- Born: Ives Heraldine Gajadhar 28 July 1933 Forestierre, Castries, Saint Lucia
- Died: 31 August 2012 (aged 79)
- Other names: Ma Rock
- Spouse: Edward Rock m.1956

= Heraldine Rock =

Saint Lucian educator and politician

Ives Heraldine "Ma" Rock (née Gajadhar) (28 July 1933 - 31 August 2012) was a Saint Lucian educator and politician. She was the first woman to be elected to Parliament and serve as a Minister of Cabinet in Saint Lucia.

She worked as public relations officer of the St. Lucia Banana Growers Association but resigned in 1964 to enter politics. She was elected first vice-president of the United Workers Party. In the parliamentary elections of June 1964 she was the losing candidate for South Castries. Later that year she gained a seat on the Castries Town Board. She became the first woman to hold political office in Saint Lucia when she beat George Odlum to win the parliamentary seat of Castries South East in 1974.

She then became the first woman to serve as a government minister as Minister of Housing, Community Development, Local Government and Social Affairs from 1974 to 1980.
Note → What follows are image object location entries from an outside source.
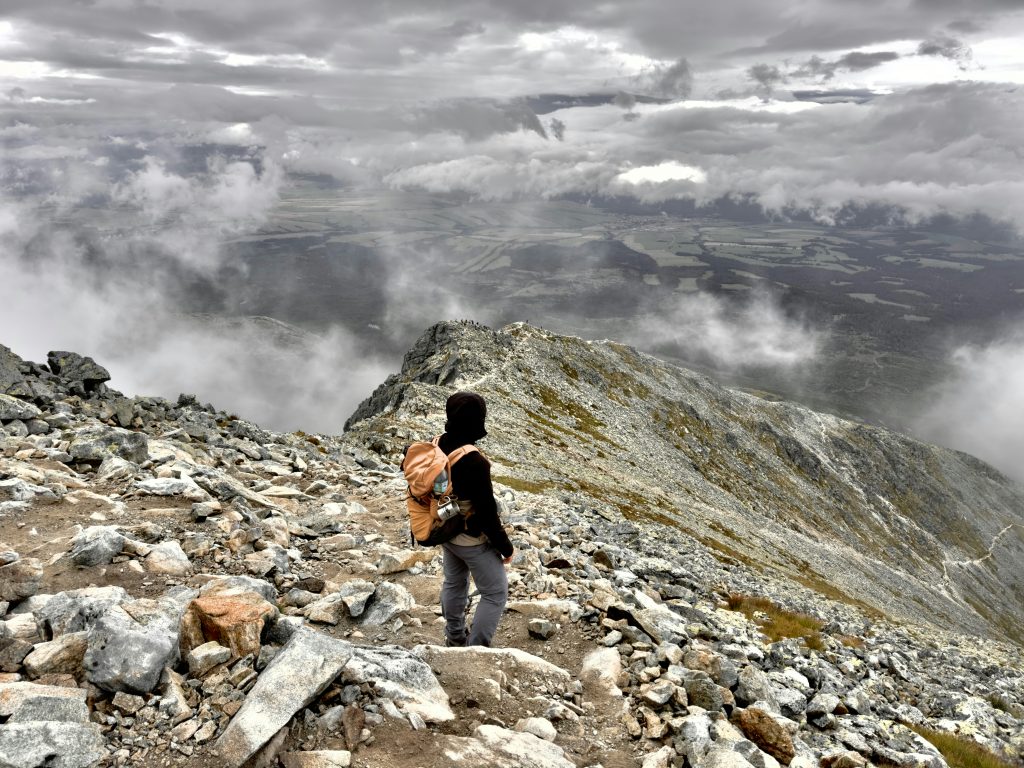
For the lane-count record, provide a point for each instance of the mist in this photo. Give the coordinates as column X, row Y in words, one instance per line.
column 731, row 336
column 121, row 293
column 978, row 408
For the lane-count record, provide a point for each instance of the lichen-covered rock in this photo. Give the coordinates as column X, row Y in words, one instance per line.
column 232, row 617
column 168, row 557
column 20, row 579
column 304, row 667
column 75, row 368
column 389, row 600
column 130, row 645
column 64, row 654
column 12, row 408
column 763, row 730
column 53, row 744
column 96, row 443
column 96, row 545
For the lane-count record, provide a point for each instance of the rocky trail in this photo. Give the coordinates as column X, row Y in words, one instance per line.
column 179, row 587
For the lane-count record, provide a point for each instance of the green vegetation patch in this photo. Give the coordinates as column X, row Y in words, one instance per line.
column 776, row 622
column 960, row 752
column 586, row 422
column 521, row 483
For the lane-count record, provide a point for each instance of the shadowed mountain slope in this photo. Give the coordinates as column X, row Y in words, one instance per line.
column 861, row 514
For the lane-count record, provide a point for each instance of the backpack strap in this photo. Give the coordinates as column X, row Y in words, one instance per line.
column 459, row 453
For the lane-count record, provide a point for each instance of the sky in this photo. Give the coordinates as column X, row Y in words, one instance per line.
column 815, row 104
column 169, row 125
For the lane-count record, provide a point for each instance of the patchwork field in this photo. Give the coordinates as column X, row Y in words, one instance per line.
column 891, row 299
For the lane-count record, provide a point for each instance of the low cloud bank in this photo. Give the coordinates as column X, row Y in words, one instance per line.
column 979, row 409
column 120, row 294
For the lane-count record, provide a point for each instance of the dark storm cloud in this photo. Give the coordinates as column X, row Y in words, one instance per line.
column 946, row 47
column 675, row 81
column 766, row 77
column 852, row 61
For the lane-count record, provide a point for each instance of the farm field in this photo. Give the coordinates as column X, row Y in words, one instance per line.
column 387, row 265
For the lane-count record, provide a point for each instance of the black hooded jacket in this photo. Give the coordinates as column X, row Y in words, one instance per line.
column 471, row 474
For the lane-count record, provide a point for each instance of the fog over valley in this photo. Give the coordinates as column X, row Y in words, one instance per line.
column 265, row 205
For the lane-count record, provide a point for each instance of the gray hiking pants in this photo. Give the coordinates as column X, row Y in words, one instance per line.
column 484, row 562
She decided not to contest the general elections in 1982, but when the United Workers Party won the 1982 elections was appointed to serve as a senator on the government side until 1987. She later served on various private and public boards including Board of Directors of the St. Lucia Electricity Services and the Development Control Authority. Rock served as a Justice of the Peace (Juge de Paix) from 1965 and was invested as a Member of the Order of the British Empire (MBE).